United States Court of Appeals, Sixth Circuit Senior Judge Alice M. Batchelder—
Alice Moore Batchelder, born in Wilmington, Delaware, and married to William G. Batchelder, a former state Court of Appeals judge and a state legislator who served more than 30 years in the Ohio House of Representatives and served as Speaker of the House from 2011 until 2014, is currently a Senior United States Circuit Judge of the United States Court of Appeals for the Sixth Circuit. She served as Chief Judge from 2009 until 2014. Batchelder earned her undergraduate degree from Ohio Wesleyan University in 1964, her Juris Doctorate from the University of Akron School of Law in 1971, and her LL.M. from the University of Virginia School of Law in 1988. She has been an attorney in private practice. She was also considered by President George W. Bush as a potential nominee for a United States Supreme Court seat that ultimately went to Justice Samuel Alito. In 1983, Batchelder was appointed a Judge of the United States Bankruptcy Court for the Northern District of Ohio. President Ronald Reagan nominated Batchelder in 1985 to a new district judge position on the United States District Court for the Northern District of Ohio. She was confirmed by the United States Senate on April 3 and received her commission on April 4. On June 12, 1991, President George H. W. Bush nominated Batchelder to the Sixth Circuit. She was confirmed by the Senate on November 27 and received her commission on December 2. On August 14, 2009, she became Chief Judge of the Sixth Circuit. She stepped down as chief judge on August 15, 2014, upon turning 70. Batchelder is widely known and considered to be a conservative jurist and an original intent judge.

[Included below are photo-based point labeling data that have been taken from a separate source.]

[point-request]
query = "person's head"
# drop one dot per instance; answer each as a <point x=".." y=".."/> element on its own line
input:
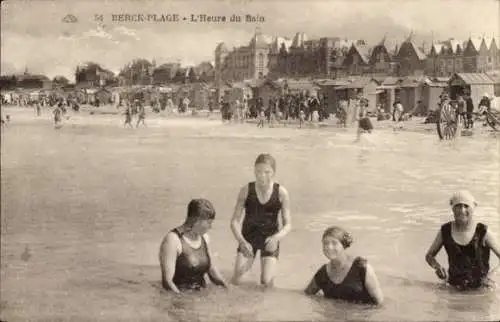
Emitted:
<point x="200" y="215"/>
<point x="265" y="168"/>
<point x="462" y="204"/>
<point x="335" y="240"/>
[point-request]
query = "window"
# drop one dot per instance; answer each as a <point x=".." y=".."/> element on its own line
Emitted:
<point x="260" y="64"/>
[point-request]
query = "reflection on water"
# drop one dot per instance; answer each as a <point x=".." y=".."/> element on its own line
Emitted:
<point x="93" y="201"/>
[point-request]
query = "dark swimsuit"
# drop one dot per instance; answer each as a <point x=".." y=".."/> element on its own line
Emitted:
<point x="351" y="289"/>
<point x="261" y="220"/>
<point x="469" y="264"/>
<point x="191" y="265"/>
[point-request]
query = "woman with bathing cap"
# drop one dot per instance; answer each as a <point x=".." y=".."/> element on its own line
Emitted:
<point x="255" y="223"/>
<point x="185" y="256"/>
<point x="467" y="245"/>
<point x="344" y="277"/>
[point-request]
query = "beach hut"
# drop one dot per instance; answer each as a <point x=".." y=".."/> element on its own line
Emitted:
<point x="101" y="94"/>
<point x="304" y="86"/>
<point x="495" y="77"/>
<point x="410" y="92"/>
<point x="386" y="92"/>
<point x="270" y="89"/>
<point x="431" y="91"/>
<point x="328" y="90"/>
<point x="200" y="95"/>
<point x="367" y="86"/>
<point x="477" y="84"/>
<point x="240" y="91"/>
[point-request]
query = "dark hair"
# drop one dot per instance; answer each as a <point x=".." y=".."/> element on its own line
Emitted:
<point x="266" y="158"/>
<point x="339" y="233"/>
<point x="200" y="209"/>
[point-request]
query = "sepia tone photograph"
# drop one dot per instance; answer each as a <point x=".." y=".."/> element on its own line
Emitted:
<point x="250" y="160"/>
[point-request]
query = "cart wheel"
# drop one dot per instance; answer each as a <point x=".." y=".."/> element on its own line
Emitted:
<point x="447" y="123"/>
<point x="493" y="120"/>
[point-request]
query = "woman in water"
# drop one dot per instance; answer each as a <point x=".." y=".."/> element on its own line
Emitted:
<point x="364" y="122"/>
<point x="467" y="245"/>
<point x="344" y="277"/>
<point x="185" y="256"/>
<point x="255" y="222"/>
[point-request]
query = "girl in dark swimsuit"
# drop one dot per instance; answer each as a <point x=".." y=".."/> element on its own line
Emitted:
<point x="467" y="245"/>
<point x="255" y="222"/>
<point x="185" y="256"/>
<point x="344" y="277"/>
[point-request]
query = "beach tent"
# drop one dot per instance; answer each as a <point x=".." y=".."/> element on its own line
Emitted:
<point x="477" y="84"/>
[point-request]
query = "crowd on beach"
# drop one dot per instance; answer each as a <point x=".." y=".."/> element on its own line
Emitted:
<point x="262" y="219"/>
<point x="306" y="107"/>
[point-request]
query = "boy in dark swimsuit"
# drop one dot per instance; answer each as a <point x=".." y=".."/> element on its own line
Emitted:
<point x="255" y="222"/>
<point x="344" y="277"/>
<point x="467" y="245"/>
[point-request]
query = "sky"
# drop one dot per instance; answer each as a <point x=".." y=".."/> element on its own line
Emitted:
<point x="34" y="36"/>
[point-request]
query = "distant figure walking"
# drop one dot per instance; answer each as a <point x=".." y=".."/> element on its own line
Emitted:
<point x="141" y="117"/>
<point x="128" y="117"/>
<point x="57" y="117"/>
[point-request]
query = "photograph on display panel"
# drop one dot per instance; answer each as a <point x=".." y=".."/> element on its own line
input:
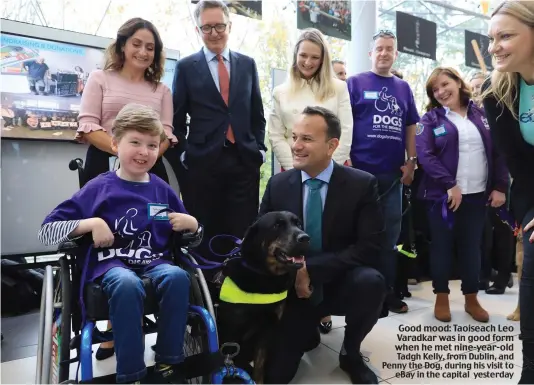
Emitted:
<point x="43" y="83"/>
<point x="250" y="9"/>
<point x="42" y="86"/>
<point x="332" y="18"/>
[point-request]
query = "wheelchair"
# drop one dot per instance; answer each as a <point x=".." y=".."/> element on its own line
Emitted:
<point x="61" y="316"/>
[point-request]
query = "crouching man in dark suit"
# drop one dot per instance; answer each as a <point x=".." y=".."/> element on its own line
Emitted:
<point x="340" y="210"/>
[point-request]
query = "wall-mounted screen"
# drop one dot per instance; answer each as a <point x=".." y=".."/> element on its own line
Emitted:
<point x="42" y="85"/>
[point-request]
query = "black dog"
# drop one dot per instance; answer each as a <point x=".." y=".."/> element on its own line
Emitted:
<point x="252" y="296"/>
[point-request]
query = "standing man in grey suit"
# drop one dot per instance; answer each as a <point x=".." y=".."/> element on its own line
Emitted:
<point x="224" y="150"/>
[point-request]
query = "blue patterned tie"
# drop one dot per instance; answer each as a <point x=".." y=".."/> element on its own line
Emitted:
<point x="313" y="227"/>
<point x="314" y="215"/>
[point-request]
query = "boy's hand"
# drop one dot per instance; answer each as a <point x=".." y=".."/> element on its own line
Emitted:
<point x="102" y="235"/>
<point x="181" y="222"/>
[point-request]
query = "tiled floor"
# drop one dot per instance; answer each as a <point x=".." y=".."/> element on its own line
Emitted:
<point x="321" y="365"/>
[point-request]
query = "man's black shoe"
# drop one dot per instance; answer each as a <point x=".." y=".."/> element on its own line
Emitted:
<point x="313" y="341"/>
<point x="357" y="369"/>
<point x="495" y="290"/>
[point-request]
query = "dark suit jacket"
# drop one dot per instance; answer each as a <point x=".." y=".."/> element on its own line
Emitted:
<point x="518" y="154"/>
<point x="195" y="93"/>
<point x="353" y="222"/>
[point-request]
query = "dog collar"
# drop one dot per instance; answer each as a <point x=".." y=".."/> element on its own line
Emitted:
<point x="231" y="293"/>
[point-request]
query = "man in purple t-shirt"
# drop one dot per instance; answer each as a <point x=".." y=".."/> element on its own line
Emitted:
<point x="383" y="144"/>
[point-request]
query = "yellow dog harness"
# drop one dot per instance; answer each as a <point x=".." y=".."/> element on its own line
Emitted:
<point x="231" y="293"/>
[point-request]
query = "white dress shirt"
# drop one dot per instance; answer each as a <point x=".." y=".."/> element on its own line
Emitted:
<point x="472" y="174"/>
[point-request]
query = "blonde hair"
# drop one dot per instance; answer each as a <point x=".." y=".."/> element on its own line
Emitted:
<point x="465" y="90"/>
<point x="114" y="55"/>
<point x="504" y="85"/>
<point x="136" y="117"/>
<point x="324" y="77"/>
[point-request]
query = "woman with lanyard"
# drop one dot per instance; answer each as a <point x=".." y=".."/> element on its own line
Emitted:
<point x="508" y="102"/>
<point x="132" y="73"/>
<point x="461" y="175"/>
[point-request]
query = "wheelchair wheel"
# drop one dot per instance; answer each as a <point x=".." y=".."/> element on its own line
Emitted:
<point x="64" y="314"/>
<point x="44" y="341"/>
<point x="196" y="334"/>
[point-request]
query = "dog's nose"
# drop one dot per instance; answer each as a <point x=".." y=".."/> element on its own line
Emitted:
<point x="301" y="238"/>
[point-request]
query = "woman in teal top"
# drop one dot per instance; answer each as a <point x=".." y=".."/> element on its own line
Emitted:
<point x="509" y="101"/>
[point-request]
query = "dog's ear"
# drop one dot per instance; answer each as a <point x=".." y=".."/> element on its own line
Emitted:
<point x="249" y="241"/>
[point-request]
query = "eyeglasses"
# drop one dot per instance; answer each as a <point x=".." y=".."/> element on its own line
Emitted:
<point x="207" y="29"/>
<point x="384" y="32"/>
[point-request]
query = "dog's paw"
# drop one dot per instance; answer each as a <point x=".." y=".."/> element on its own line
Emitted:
<point x="515" y="316"/>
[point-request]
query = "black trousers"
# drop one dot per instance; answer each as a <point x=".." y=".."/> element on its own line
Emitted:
<point x="97" y="162"/>
<point x="358" y="296"/>
<point x="466" y="234"/>
<point x="498" y="249"/>
<point x="224" y="197"/>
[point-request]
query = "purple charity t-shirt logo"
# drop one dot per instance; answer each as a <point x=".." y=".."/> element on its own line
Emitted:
<point x="388" y="115"/>
<point x="138" y="252"/>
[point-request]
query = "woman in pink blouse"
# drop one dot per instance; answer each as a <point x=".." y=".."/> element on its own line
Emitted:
<point x="132" y="73"/>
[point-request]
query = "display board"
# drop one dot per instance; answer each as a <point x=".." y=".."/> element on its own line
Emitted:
<point x="416" y="36"/>
<point x="278" y="77"/>
<point x="252" y="9"/>
<point x="332" y="18"/>
<point x="470" y="55"/>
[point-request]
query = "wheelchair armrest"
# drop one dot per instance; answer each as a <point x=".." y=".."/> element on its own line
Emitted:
<point x="67" y="246"/>
<point x="71" y="245"/>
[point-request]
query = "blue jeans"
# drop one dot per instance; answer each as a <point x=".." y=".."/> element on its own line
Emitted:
<point x="125" y="291"/>
<point x="466" y="235"/>
<point x="526" y="286"/>
<point x="390" y="190"/>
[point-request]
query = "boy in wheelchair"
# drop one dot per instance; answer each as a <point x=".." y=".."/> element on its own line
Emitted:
<point x="124" y="213"/>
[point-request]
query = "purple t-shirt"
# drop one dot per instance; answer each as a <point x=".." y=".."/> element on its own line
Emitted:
<point x="382" y="108"/>
<point x="126" y="207"/>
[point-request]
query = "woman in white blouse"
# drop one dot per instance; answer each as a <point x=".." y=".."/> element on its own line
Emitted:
<point x="311" y="82"/>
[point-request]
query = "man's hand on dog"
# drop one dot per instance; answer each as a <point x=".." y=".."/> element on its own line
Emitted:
<point x="302" y="283"/>
<point x="181" y="222"/>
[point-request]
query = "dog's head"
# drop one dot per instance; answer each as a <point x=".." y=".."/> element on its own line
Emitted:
<point x="275" y="243"/>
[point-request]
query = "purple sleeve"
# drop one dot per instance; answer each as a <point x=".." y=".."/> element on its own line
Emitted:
<point x="412" y="117"/>
<point x="426" y="153"/>
<point x="75" y="208"/>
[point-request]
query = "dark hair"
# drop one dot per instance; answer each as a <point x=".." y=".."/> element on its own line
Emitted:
<point x="333" y="125"/>
<point x="115" y="55"/>
<point x="397" y="74"/>
<point x="465" y="90"/>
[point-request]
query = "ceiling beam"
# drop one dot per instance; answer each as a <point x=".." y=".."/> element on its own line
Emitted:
<point x="466" y="12"/>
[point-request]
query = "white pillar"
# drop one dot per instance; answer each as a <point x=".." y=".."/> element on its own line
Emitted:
<point x="364" y="26"/>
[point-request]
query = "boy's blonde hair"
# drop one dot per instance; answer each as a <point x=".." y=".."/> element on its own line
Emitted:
<point x="136" y="117"/>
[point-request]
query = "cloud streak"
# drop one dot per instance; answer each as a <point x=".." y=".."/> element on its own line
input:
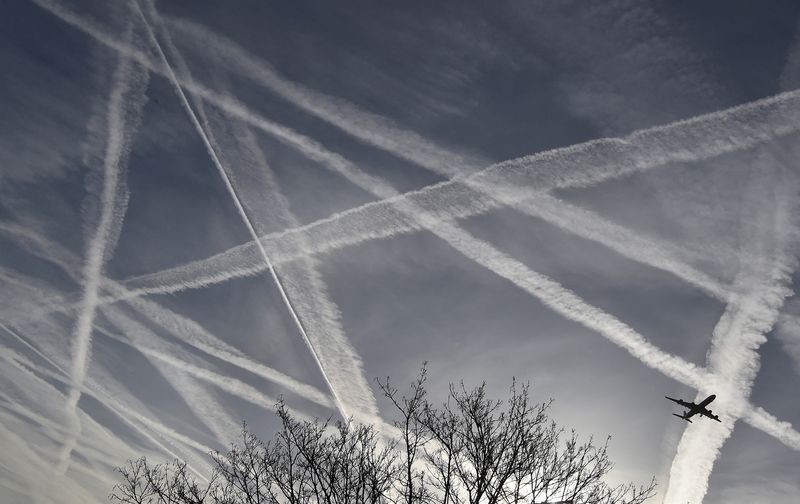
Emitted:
<point x="124" y="112"/>
<point x="733" y="360"/>
<point x="226" y="180"/>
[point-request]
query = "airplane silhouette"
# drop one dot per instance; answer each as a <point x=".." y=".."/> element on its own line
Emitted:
<point x="694" y="409"/>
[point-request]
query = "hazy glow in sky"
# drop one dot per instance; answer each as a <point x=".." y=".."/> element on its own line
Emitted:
<point x="207" y="206"/>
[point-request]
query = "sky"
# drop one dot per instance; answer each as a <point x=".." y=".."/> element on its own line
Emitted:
<point x="207" y="206"/>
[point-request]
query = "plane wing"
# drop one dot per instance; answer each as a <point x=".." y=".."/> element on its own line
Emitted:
<point x="681" y="402"/>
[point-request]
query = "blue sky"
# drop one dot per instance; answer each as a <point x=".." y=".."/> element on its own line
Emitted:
<point x="600" y="199"/>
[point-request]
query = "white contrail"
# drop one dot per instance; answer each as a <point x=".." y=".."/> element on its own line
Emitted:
<point x="733" y="358"/>
<point x="46" y="392"/>
<point x="680" y="148"/>
<point x="370" y="128"/>
<point x="203" y="403"/>
<point x="693" y="139"/>
<point x="163" y="355"/>
<point x="382" y="133"/>
<point x="789" y="332"/>
<point x="184" y="328"/>
<point x="123" y="404"/>
<point x="245" y="219"/>
<point x="175" y="363"/>
<point x="124" y="111"/>
<point x="255" y="183"/>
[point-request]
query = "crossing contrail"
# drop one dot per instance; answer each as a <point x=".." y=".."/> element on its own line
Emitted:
<point x="123" y="115"/>
<point x="122" y="404"/>
<point x="382" y="133"/>
<point x="689" y="140"/>
<point x="710" y="135"/>
<point x="245" y="219"/>
<point x="184" y="328"/>
<point x="258" y="189"/>
<point x="733" y="360"/>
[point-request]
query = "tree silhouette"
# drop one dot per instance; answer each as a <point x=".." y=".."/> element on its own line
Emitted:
<point x="470" y="450"/>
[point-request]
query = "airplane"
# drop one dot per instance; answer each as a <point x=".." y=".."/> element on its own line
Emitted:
<point x="694" y="409"/>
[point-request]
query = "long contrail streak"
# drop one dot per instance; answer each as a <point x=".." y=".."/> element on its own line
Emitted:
<point x="258" y="189"/>
<point x="733" y="359"/>
<point x="245" y="219"/>
<point x="124" y="110"/>
<point x="184" y="328"/>
<point x="693" y="139"/>
<point x="383" y="134"/>
<point x="451" y="200"/>
<point x="128" y="414"/>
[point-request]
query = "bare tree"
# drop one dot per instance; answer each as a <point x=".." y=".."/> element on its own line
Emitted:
<point x="471" y="449"/>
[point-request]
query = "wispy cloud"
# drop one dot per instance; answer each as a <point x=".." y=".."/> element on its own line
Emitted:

Joint Committees of the Legislature
Ohio Controlling Board Committee—
The Controlling Board is a mechanism for handling necessary adjustments to the State Budget. Section 127.12 of the Ohio Revised Code establishes the Controlling Board as a body consisting of seven members: the Director of the Office of Budget and Management or an employee of the Office of Budget and Management designated by the Director, the Chair or Vice Chair of the Senate and House Finance Committees, a majority member appointed from both the Senate and the House, and a minority member appointed from both the Senate and the House. The legislative members of the Controlling Board are Senators Jay Hottinger, Bob Peterson and Vernon Sykes. The House members are Scott Oelslager, Shane Wilkin, and Jack Cera. Kimberly Murnieks is the seventh member as the Director of the Office of Budget and Management.